5) Paste your SSH public key(s) between the pre tags
ssh-rsa AAAAB3NzaC1yc2EAAAADAQABAAABAQC5bCXQ/B16AKl2oevC93R0U+3OrTyd3XEypouJy4LjIzXLX/Go1C1ViERwDAeHmqiUTqJUL+KZ0kMo8U7zlhNBk9PucbMZCqdqx5hkiCAo4y65lEXmuPGimRU2mK9TpcDTLWoyrD/EEhwzT6gmw3ytVTxi7qAb0tQUCQB+pW4+Zr5u6HZzgu9kLGxp7zsGtMA84Zqm5ql72mGuS0bUN1ajm8LWBetFuzOOW6YGfnKt29cLV2h1itVewA9DKM5G70B91eK4LjoNddCkqVA8L+v6LMQNU2pejUzPap98hmFUpQMNxlWQ0+B7UjfbkHWe+mIsSkdr3FfCfqWvsL0RiHcZ root@lxbceph0
6) Paste your hashed VPN credentials between the pre tags (Format: user@hostname 22CharacterSalt 65CharacterHashedPassword)
root@lxbceph0 /BNUvfmLPqzfbIz/Jzlqkw 3e109dcb826d45a6ee7e8195fc025b257b3d369e135400bf0a4bf503d48503e3
Thanks,
BRs
Updated by adam kraitman almost 4 years ago
Hi Xiubo Li,
You should have access to the Sepia lab now. Please verify you're able to connect to the vpn and ssh xiubli@teuthology.front.sepia.ceph.com using the private key matching the pubkey you provided.

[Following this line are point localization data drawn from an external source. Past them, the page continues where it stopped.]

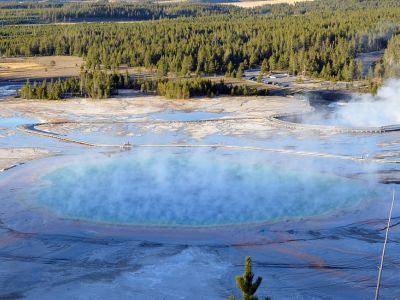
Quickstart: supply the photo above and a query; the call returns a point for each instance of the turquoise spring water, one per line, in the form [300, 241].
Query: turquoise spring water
[194, 189]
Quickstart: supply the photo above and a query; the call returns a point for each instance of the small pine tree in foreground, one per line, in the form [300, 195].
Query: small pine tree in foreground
[246, 284]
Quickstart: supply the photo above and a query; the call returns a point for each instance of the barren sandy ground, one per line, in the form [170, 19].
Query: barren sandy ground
[137, 108]
[39, 67]
[14, 156]
[125, 108]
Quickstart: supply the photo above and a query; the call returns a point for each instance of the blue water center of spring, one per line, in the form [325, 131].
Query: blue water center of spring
[194, 189]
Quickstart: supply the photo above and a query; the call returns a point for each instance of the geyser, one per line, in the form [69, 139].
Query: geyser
[204, 188]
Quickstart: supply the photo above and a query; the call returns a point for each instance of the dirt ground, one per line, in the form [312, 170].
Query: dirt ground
[39, 67]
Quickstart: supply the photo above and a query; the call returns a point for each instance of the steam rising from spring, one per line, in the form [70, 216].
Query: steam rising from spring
[194, 189]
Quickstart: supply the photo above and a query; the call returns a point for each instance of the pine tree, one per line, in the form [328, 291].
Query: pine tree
[245, 282]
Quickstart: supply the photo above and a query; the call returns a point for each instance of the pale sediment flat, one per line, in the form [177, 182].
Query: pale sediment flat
[11, 157]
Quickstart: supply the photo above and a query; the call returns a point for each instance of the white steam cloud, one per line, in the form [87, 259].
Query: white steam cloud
[371, 111]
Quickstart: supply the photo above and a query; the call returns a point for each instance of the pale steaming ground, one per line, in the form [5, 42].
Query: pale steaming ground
[364, 110]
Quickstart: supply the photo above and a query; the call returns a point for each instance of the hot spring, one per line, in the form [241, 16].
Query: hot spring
[168, 187]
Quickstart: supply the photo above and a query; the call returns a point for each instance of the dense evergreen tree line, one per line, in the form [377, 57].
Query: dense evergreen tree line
[29, 12]
[49, 12]
[53, 90]
[99, 84]
[188, 88]
[317, 44]
[390, 64]
[90, 83]
[300, 8]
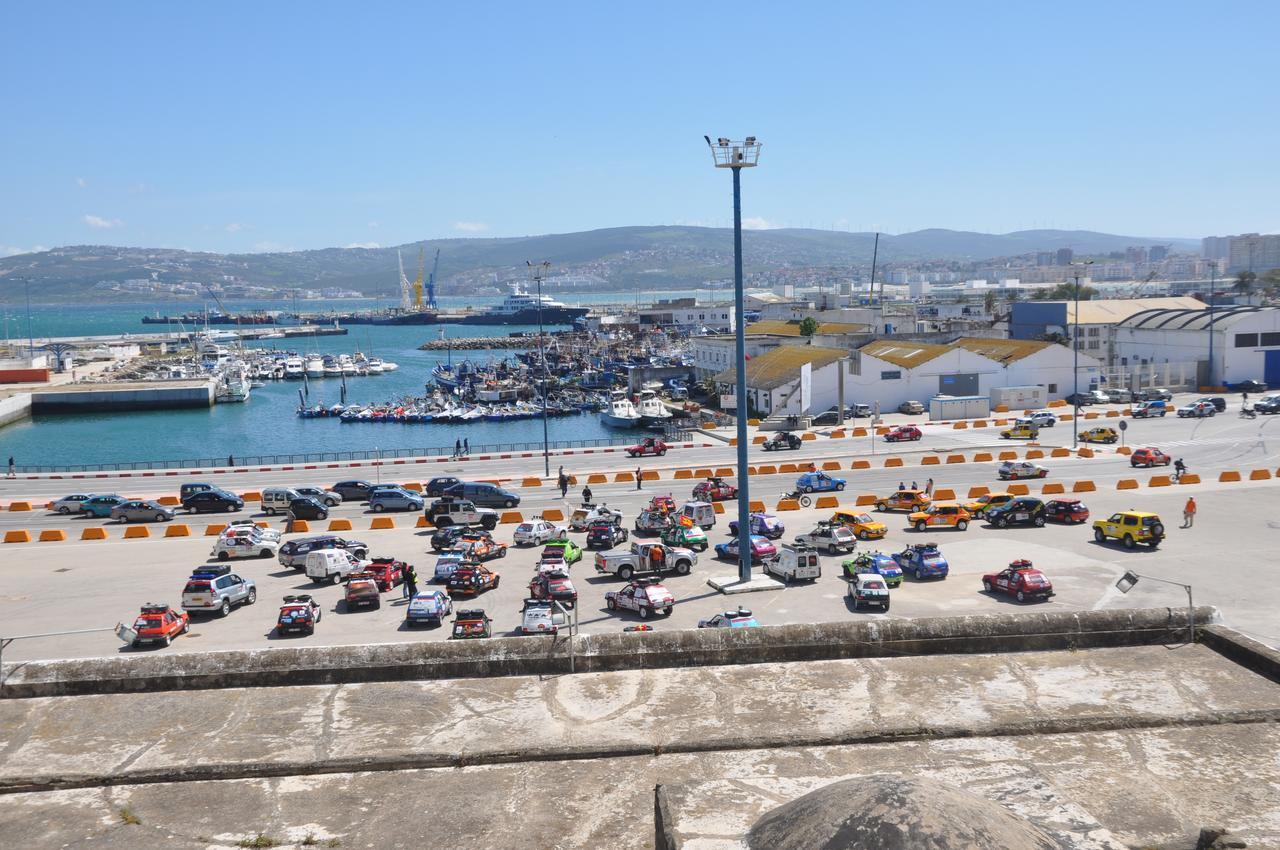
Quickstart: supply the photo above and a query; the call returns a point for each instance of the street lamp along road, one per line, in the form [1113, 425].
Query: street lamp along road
[736, 156]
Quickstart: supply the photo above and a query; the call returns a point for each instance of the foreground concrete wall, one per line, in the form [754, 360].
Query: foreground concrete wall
[600, 653]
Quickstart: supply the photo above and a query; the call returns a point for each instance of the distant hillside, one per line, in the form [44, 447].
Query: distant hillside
[654, 257]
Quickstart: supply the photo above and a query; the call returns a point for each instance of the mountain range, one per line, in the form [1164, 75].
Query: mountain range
[653, 257]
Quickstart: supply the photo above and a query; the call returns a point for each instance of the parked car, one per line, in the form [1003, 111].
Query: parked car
[428, 607]
[213, 502]
[215, 590]
[394, 499]
[141, 511]
[1020, 580]
[868, 589]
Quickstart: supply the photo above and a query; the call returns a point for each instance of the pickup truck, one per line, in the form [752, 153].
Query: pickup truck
[645, 557]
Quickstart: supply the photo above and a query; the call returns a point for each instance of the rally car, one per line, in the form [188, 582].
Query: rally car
[904, 501]
[740, 618]
[1019, 580]
[1023, 510]
[1015, 470]
[763, 524]
[648, 447]
[876, 562]
[714, 489]
[1100, 434]
[781, 441]
[298, 613]
[760, 549]
[159, 624]
[818, 483]
[984, 503]
[860, 524]
[471, 580]
[538, 530]
[922, 561]
[645, 597]
[940, 515]
[428, 607]
[904, 434]
[471, 624]
[1066, 511]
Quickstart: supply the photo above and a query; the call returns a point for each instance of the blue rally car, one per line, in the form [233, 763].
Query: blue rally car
[818, 483]
[923, 561]
[878, 562]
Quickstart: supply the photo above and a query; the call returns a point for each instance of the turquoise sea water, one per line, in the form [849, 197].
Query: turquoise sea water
[268, 423]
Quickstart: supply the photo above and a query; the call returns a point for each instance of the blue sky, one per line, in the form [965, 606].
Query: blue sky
[284, 126]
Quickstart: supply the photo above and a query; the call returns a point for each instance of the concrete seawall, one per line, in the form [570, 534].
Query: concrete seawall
[600, 653]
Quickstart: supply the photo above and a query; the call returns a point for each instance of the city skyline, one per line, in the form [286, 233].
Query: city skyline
[298, 127]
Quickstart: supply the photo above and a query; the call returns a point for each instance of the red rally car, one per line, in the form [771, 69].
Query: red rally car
[904, 434]
[648, 447]
[159, 624]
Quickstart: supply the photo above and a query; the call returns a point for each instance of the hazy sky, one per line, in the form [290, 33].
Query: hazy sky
[274, 126]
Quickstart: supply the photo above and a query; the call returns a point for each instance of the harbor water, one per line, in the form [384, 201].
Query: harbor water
[268, 424]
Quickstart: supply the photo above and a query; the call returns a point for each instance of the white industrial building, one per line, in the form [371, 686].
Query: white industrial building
[1161, 346]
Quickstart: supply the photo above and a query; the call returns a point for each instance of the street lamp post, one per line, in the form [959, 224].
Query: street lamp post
[539, 272]
[736, 156]
[1075, 357]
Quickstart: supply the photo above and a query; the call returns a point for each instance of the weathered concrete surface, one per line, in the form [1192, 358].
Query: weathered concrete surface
[254, 732]
[1005, 633]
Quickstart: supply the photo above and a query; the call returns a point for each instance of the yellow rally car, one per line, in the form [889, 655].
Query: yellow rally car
[992, 499]
[1023, 430]
[1101, 435]
[904, 501]
[1130, 528]
[941, 515]
[863, 526]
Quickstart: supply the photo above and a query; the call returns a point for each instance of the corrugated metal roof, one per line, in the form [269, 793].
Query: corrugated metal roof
[781, 365]
[908, 355]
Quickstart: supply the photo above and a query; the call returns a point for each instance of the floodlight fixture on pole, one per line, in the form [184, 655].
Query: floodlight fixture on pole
[1129, 579]
[736, 156]
[1075, 357]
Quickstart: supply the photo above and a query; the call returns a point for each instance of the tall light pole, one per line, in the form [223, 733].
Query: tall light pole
[539, 272]
[1075, 356]
[736, 156]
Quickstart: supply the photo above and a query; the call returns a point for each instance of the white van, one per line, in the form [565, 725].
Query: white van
[277, 499]
[333, 565]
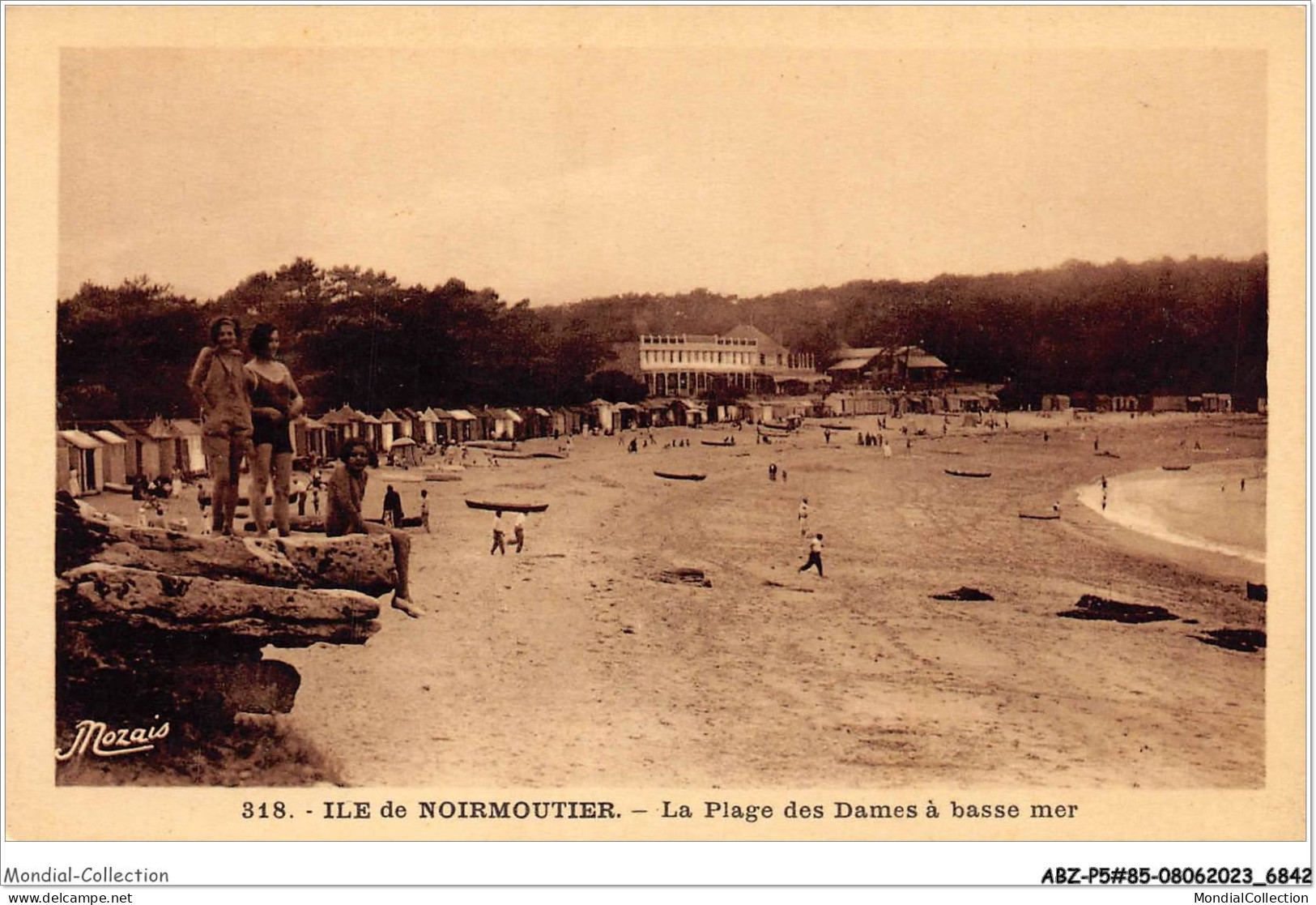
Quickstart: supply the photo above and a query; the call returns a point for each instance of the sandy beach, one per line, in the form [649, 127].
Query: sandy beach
[573, 663]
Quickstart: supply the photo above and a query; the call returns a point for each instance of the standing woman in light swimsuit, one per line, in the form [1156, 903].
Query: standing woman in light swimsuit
[221, 387]
[275, 402]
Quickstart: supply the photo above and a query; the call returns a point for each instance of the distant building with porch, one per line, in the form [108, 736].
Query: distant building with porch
[690, 364]
[888, 366]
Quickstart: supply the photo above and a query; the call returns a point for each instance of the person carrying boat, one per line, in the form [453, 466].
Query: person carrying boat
[393, 507]
[815, 555]
[223, 389]
[343, 517]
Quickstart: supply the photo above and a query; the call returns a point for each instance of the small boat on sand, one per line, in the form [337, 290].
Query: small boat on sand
[408, 522]
[505, 507]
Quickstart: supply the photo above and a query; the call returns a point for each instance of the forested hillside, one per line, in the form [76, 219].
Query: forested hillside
[360, 336]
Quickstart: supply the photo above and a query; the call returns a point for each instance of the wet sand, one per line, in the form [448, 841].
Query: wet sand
[572, 664]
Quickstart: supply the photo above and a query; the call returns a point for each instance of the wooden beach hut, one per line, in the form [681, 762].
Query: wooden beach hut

Be sure to check out the following links for final workstation setup steps:
https://wiki.sepia.ceph.com/doku.php?id=vpnaccess#vpn_client_access
https://wiki.sepia.ceph.com/doku.php?id=testnodeaccess#ssh_config
Most developers choose to schedule runs from the shared teuthology VM. For information on that, see http://docs.ceph.com/teuthology/docs/intro_testers.html
Thanks.
Updated by Xiubo Li almost 4 years ago
- Status changed from In Progress to Resolved
It works for me now. Thanks very much @Adam DC949.